王氏は10月17日に、日本政府より「文化勲章」が授与されることが発表されました。11月3日の文化の日に皇居で行われた親授式で、天皇陛下より勲章が手渡され、日本のスポーツ界および文化発展への卓越した貢献を称えられました。
一方、野球の国際大会「2026 ワールド・ベースボール・クラシック(WBC)」が3月に日本で開幕しますが、台湾代表チームはWBCの前哨戦として2月末に台湾で福岡ソフトバンクホークスとの交流戦を行う予定です。中華民国野球協会は7日、辜・理事長が王氏を台湾に招待し、台湾代表チームへの指導を特別に依頼したところ、王氏から「体調が許す限り、喜んで協力する」との返答があった。さらに、同協会は王氏による「野球講座」を特別に開催し、その豊富な経験と深い野球哲学を台湾の野球界と共有することで、台湾野球のさらなる発展を促したいとしています。
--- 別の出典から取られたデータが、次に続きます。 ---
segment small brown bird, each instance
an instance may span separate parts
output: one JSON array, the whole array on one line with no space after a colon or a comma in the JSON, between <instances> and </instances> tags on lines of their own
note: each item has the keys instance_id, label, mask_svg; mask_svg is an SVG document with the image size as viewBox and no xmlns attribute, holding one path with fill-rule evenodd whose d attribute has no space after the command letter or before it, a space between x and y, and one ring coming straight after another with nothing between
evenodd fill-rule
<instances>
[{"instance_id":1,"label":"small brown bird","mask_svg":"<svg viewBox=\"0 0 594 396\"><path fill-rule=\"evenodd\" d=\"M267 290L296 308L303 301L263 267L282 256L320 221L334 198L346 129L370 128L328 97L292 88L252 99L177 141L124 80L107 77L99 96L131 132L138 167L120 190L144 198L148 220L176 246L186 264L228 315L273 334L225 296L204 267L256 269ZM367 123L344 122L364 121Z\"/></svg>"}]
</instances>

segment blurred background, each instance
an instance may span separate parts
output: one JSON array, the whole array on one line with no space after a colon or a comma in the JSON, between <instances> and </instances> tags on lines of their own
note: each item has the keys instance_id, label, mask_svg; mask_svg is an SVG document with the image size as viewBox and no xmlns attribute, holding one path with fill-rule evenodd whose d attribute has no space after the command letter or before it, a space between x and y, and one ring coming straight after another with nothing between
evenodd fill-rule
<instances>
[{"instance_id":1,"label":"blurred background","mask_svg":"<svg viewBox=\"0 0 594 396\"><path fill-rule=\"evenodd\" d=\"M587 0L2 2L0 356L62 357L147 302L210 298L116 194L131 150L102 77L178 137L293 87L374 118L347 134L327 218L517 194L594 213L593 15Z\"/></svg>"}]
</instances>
台湾との深い絆を持つ王貞治氏はこれまで何度も台湾を訪れ、公益活動やスポーツイベントに参加してきました。2023年には特別にアジア野球選手権の開幕式に招かれ、その際初めて使用された北部・台北市の台北ドームで始球式を務めました。
当時、王氏は「台北ドームは台湾野球に質的変化をもたらす場所で、このことは台湾野球にとって重要な転換点となるだろう。選手たちが自信を持って最高の栄誉を目指せるようになり、台湾が世界チャンピオンに挑戦する機会も生まれるだろう」と述べていました。
王氏の予言は的中し、2024年末に開催された野球の国際大会「プレミア12」では、台湾チームが見事に決勝戦へ進出。日本の東京ドームで日本チームの国際試合27連勝を阻止し、世界チャンピオンの栄冠を勝ち取り、台湾史上初となるトップレベルの世界大会制覇を成し遂げました。
2026年のWBCに向けて、辜・理事長は「台湾がこの勢いを維持し、日本チームとともに決勝ラウンド進出を目指し、王氏の期待に応えることで、再び世界に台湾野球の実力と誇りを示してほしい」と述べています。